Profiling code

Julia comes with it's own sampling profiler to measure the CPU time spent in functions or the number and size of allocations. There are various packages to visualize these profile traces.

The VS Code extension comes with helpful macros @profview and @profview_allocs to run these profilers, and its own profile viewer. Profiling the example function from the ProfileView.jl readme

function profile_test(n)
    for i = 1:n
        A = randn(100,100,20)
        m = maximum(A)
        Am = mapslices(sum, A; dims=2)
        B = A[:,:,5]
        Bsort = mapslices(sort, B; dims=1)
        b = rand(100)
        C = B.*b
    end
end

# compilation
@profview profile_test(1)
# pure runtime
@profview profile_test(10)

shows a flame graph and inline annotations: profiler 1

Clicking on any element in the flamegraph zooms in on that element; double clicking on the background (or using the "reset view" button in the upper right) will restore the initial view. Ctrl-Click to open the referenced file.

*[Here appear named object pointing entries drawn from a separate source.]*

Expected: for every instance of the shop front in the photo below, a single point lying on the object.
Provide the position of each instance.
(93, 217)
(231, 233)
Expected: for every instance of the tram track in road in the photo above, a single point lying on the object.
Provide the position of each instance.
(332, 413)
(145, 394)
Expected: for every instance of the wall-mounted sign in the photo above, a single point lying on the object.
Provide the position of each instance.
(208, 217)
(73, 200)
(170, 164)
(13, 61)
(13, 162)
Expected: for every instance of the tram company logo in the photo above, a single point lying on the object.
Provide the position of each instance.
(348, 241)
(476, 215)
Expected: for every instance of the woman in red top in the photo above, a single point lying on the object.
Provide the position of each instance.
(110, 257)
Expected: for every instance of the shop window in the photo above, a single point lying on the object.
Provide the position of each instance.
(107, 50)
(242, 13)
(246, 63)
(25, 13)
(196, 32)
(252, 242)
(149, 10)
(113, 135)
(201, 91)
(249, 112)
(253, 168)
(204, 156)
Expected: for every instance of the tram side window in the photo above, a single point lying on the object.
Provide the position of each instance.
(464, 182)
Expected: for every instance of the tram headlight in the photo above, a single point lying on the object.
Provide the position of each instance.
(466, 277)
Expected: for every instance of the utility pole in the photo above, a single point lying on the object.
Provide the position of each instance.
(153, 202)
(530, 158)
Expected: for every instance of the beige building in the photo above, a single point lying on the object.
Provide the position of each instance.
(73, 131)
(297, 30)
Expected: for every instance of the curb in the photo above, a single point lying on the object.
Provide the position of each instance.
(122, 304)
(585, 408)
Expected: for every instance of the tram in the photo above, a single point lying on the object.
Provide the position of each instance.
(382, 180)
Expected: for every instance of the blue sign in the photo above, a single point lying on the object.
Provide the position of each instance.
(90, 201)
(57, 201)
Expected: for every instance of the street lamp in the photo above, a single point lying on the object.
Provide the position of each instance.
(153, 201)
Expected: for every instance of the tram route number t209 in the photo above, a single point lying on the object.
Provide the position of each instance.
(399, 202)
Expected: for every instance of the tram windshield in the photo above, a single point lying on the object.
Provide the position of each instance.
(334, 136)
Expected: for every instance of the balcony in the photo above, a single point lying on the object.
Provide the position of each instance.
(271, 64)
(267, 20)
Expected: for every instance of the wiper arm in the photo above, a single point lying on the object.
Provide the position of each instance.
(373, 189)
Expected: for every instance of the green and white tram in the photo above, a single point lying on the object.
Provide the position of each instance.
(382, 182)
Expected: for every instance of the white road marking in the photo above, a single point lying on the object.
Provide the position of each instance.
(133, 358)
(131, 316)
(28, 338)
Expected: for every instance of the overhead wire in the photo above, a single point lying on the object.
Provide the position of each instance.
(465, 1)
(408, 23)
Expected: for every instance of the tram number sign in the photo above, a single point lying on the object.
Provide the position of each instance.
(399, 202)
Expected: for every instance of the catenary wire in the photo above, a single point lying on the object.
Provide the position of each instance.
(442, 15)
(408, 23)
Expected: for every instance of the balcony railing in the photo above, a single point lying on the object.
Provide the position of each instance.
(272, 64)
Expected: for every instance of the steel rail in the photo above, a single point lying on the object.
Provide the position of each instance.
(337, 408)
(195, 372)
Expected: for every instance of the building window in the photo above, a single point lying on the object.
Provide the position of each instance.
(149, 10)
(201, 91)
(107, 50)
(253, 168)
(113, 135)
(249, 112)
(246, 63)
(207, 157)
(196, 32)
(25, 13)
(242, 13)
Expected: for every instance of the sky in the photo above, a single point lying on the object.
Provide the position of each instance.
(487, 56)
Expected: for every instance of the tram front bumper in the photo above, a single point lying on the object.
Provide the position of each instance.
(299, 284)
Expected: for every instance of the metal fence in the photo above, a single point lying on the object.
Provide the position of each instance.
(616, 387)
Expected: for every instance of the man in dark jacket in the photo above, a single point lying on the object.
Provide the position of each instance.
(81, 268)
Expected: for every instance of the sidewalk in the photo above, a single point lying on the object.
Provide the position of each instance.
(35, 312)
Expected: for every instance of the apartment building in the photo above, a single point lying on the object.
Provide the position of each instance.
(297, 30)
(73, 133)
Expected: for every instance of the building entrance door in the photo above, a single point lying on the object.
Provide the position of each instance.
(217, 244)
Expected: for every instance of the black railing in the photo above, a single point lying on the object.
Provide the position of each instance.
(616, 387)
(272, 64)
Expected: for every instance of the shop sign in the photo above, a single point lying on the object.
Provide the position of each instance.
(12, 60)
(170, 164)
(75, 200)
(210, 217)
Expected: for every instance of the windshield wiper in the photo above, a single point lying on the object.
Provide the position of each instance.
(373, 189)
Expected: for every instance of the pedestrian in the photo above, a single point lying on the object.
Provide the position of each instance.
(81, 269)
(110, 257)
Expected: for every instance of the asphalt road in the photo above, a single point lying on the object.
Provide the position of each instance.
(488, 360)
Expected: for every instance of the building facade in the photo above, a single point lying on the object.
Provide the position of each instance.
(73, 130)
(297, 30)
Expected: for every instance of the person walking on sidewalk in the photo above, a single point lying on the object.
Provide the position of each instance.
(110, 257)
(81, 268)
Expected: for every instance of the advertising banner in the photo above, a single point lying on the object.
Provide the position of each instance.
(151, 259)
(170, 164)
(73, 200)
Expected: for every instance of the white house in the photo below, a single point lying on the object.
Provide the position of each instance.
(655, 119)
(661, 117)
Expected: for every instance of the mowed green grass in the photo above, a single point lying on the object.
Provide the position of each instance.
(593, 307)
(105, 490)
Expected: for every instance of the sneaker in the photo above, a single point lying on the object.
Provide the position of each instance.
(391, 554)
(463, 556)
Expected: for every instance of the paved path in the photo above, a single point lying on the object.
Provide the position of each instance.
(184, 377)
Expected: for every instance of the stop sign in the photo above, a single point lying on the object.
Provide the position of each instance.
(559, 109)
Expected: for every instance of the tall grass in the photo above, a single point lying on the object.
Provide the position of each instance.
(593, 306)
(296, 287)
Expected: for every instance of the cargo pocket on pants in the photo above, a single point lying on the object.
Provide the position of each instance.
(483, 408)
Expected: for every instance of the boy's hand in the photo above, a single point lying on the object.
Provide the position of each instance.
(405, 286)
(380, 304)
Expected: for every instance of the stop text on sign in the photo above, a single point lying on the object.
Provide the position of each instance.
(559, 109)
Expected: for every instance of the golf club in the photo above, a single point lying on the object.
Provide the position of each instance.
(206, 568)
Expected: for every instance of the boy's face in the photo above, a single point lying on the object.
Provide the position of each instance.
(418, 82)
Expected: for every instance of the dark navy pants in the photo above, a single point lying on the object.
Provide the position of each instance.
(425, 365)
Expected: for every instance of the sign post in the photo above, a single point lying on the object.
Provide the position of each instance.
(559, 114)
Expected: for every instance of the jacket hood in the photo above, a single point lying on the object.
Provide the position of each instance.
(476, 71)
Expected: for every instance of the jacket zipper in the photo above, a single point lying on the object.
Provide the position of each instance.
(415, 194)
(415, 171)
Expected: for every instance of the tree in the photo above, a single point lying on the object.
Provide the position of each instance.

The tooltip will tell you the number of samples collect in a certain frame as well as the percentage of the top-most displayed frame. There are some heuristics for special flags like garbage collection, dynamic dispatch, and more (these are also color coded).

flame graph

The inline view shows you how much of the parent frame's samples originate on which line (and also the flags, as above, when hovering over the start of the inline annotation):

inline

The allocation profiler works similarly, but shows you the number of allocations or size of allocations instead of the time spent in a function:

@profview_allocs profile_test(10) sample_rate=0.1

allocations

The menu just above the flame graph allows you to toggle between number and size of allocations.

Note that the optional argument sample_rate can be used to adjust the number of samples collected. A sample rate of 1.0 will record everything; 0.0 will record nothing. Use this carefully, as a large value can slow down your code significantly. The default value is 0.0001; if you know that allocations are happening but don't see useful information, increase this value gradually.